Arthur é agredido em seu ofício – trabalha como palhaço – é
despedido por conta de um cartaz – que nem foi ele que pegou. Seu amigo se
solidariza e lhe dá uma arma “de presente”. Em seus últimos momentos como
empregado da empresa volta para casa; tem uma crise de riso (uma espécie de
patologia que lhe acompanha desde criança); é agredido no metrô, mas dessa vez
não é como as demais. Se ao menos tivesse suas drogas farmacológicas... Arthur
atire e mata três jovens ricos no metrô.
A repercussão dos homicídios toma a cidade. Não apenas pelo
fato em si, mas por que a partir daquele ato se evidencia que há duas
realidades distintas: ricos e pobres. O sistema parece receber seu golpe mais
duro. A morte dos rapazes desperta protestos dos pobres contra os poderosos.
Afinal, quem se preocupa com milhares de pobres relegados à própria sorte?
Milhares deles morrem todos os dias em filas de hospitais; por tiros e
perseguições; abandonados; deprimidos. Por que a morte de três ricos é mais
importante do que a dos pobres?
Arthur aparece como uma espécie Zaratustra, pois ao mesmo
tempo que é louco se porta como questionador e mestre. Seu papel é questionar o
sistema e suscitar ponderações sobre os diferentes prismas pelos quais se pode
viver a vida.
Quem é louco? Quem é são? Quem produz a loucura? Quem está
livre dela?
A sociedade capitalista produz loucos. O sistema deixa as
pessoas loucas. A loucura é produzida. As pessoas são levadas a se conformarem
nos sistemas de produção e normatividade impostos, gerando enorme aviltamento
psíquico. Essas são situações colocadas na pauta para serem questionadas e
pensadas.
A mãe de Arthr, Penny Fleck, escreve sistematicamente cartas
ao grande empresário candidato a prefeito pedindo-lhe ajuda. Em um de seus
devaneios conta a Arthur que o empresário é seu pai. O rapaz vai averiguar a
história e descobre que, na verdade, foi adotado, espancado e maltratado quando
crianças pelos namorados da mãe adotiva. Descobre ainda que sua mãe sofre de
várias patologias. O que o leva a asfixia-la no leito do hospital.
Depois disso é visitado pelo amigo que lhe forneceu a arma.
Mata-o com uma tesourada e vai ao show de seu ídolo a convite.
Numa de suas tentativas frustradas em ser humorista se
aventura num “stand up” e seu vídeo “viralisa” (pouco pela qualidade e mais
pela imbecilidade; piadas sem sentido algum e ataques de riso). O tiro sai pela
culatra; as pessoas gostam de Artur.
Paralelo a isso há uma grande manifestação dos pobres. Todos
vestidos de palhaços. De certa maneira, todos se sentem contemplados pela morte
dos três rapazes e entendem que o caminho é evidenciar as contradições sociais
e lutar pelos direitos dos pobres e despossuídos.
A morte dos três rapazes é um mistério. Há uma investigação
em curso para saber sobre o autor. As classes subalternas se identificam com o
palhaço (assassino anônimo dos rapazes). Os pobres são os palhaços do sistema.
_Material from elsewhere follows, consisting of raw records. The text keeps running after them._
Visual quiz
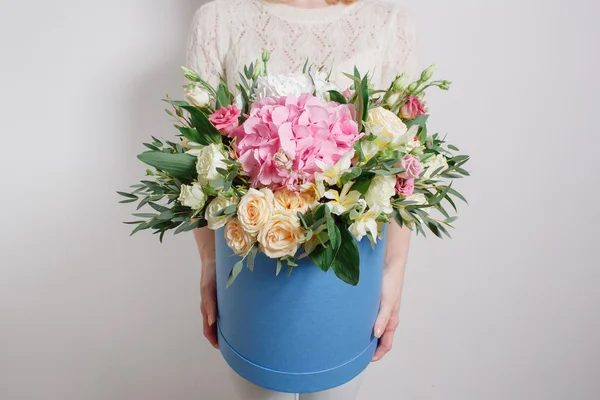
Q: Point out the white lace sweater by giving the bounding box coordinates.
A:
[187,0,418,89]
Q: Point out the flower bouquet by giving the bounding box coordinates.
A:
[119,52,469,392]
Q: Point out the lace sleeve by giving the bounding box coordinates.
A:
[382,9,420,86]
[186,2,227,87]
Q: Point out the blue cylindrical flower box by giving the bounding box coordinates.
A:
[216,229,385,393]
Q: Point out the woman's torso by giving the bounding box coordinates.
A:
[188,0,416,88]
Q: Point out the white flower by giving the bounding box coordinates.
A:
[315,150,354,185]
[258,211,306,258]
[237,188,275,236]
[365,175,396,214]
[254,74,315,101]
[185,86,210,108]
[406,193,427,205]
[423,154,448,178]
[204,195,239,230]
[178,183,206,210]
[360,140,379,161]
[348,206,381,243]
[325,182,364,215]
[195,143,227,185]
[225,218,256,254]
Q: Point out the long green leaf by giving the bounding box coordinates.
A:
[138,151,197,180]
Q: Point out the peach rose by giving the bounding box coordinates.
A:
[225,218,255,254]
[274,188,313,214]
[258,211,306,258]
[237,188,274,237]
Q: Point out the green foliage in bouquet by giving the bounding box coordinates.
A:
[118,52,469,286]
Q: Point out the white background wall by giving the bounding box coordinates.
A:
[0,0,600,400]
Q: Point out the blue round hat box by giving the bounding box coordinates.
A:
[215,229,385,393]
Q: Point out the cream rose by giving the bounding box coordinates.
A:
[237,188,274,236]
[225,218,256,254]
[196,143,227,186]
[273,188,313,214]
[365,175,396,214]
[258,212,306,258]
[178,183,206,210]
[185,86,210,108]
[367,107,407,148]
[423,154,448,179]
[204,195,239,230]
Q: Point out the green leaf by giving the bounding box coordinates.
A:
[177,126,204,146]
[225,260,244,288]
[308,245,335,272]
[182,106,222,144]
[216,78,232,109]
[328,90,348,104]
[448,188,469,204]
[342,167,362,185]
[138,151,197,180]
[404,115,429,128]
[246,246,258,271]
[326,207,342,254]
[332,228,360,286]
[117,192,138,200]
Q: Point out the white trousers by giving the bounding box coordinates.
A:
[231,370,363,400]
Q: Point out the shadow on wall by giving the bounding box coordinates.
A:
[118,0,233,400]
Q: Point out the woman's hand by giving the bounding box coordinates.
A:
[194,228,219,349]
[200,264,219,349]
[372,222,411,361]
[373,267,404,361]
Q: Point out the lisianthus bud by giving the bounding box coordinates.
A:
[181,66,200,82]
[406,82,419,94]
[440,81,452,90]
[252,60,265,80]
[383,92,400,107]
[392,73,408,92]
[262,49,271,62]
[421,64,436,82]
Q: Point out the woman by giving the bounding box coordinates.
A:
[187,0,417,400]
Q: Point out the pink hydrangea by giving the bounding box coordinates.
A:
[232,94,360,190]
[396,176,415,197]
[400,96,427,120]
[208,106,241,135]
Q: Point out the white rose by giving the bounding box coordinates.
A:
[196,143,227,185]
[423,154,448,178]
[348,206,381,243]
[237,188,275,236]
[406,193,427,205]
[258,212,306,258]
[178,183,206,210]
[204,195,239,230]
[225,218,255,254]
[254,74,315,100]
[185,86,210,108]
[365,175,396,214]
[366,107,408,149]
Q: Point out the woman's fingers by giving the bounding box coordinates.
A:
[372,315,398,362]
[200,302,219,349]
[374,300,394,338]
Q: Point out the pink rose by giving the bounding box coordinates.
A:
[400,96,427,120]
[396,177,415,197]
[208,106,241,136]
[400,154,423,179]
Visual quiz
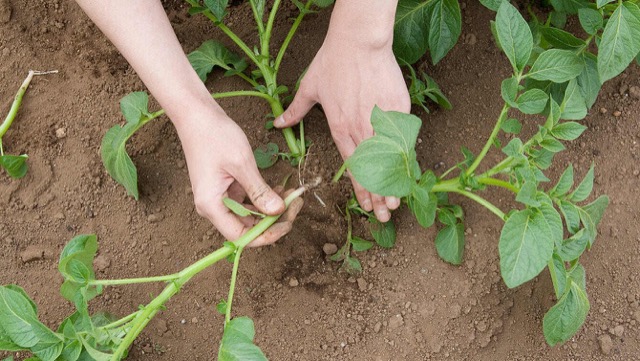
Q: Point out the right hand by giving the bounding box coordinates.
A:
[174,108,302,246]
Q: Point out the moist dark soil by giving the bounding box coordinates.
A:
[0,0,640,361]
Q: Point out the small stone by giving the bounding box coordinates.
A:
[56,128,67,139]
[20,246,44,263]
[356,278,367,292]
[598,335,613,355]
[389,314,404,330]
[322,243,338,256]
[147,213,163,223]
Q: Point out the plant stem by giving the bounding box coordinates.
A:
[454,189,505,221]
[466,104,509,176]
[112,186,307,361]
[89,273,179,286]
[478,177,520,193]
[224,248,242,326]
[273,0,313,74]
[0,70,58,138]
[262,0,281,56]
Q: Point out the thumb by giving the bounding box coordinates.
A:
[273,89,316,128]
[234,167,285,215]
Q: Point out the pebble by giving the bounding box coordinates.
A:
[322,243,338,256]
[20,246,45,263]
[598,335,613,355]
[389,314,404,330]
[56,128,67,139]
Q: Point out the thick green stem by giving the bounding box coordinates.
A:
[273,0,313,74]
[224,248,242,325]
[112,186,306,361]
[466,104,509,176]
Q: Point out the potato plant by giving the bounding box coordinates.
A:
[0,187,306,361]
[338,0,640,346]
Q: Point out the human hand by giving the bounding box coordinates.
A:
[274,0,411,222]
[173,108,302,247]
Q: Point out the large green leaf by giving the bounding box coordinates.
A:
[0,154,29,178]
[429,0,462,64]
[542,280,590,346]
[598,2,640,83]
[393,0,436,64]
[498,209,554,288]
[218,317,267,361]
[496,1,533,72]
[527,49,584,83]
[187,40,247,81]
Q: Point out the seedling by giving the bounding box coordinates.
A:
[0,187,307,361]
[0,70,58,178]
[338,0,640,346]
[101,0,333,199]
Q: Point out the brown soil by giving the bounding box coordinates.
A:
[0,0,640,360]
Arthur vai ao programa para qual foi convidado. Pede para
ser chamado de Coringa; revela que foi ele quem matou os rapazes. Ao vivo,
diante das câmeras mata o apresentador.
Mais uma vez há aqui a critica à sociedade do espetáculo. A
mídia diuturnamente não explora a tragédia? Então, nada mais sensacionalista do
que um apresentador sem morto em pleno programa; ao vivo.
Arthur era um louco ou foi enlouquecido pelo sistema?
A sociedade capitalista produz seus loucos e pretende, ao
final, descarta-los socialmente. O filme mostra uma espécie de esquizofrenia
produtiva. Nem sempre os loucos são descartáveis; nem sempre os pobres serão
massa de manobra. Em meio aos delírios e devaneios Arthur consegue despertar na
sociedade o sentimento de revolta e mudança.
Todos os sistemas têm pessoas que vivem à margem. Será que
se um dias elas despertarem não haverá revolução?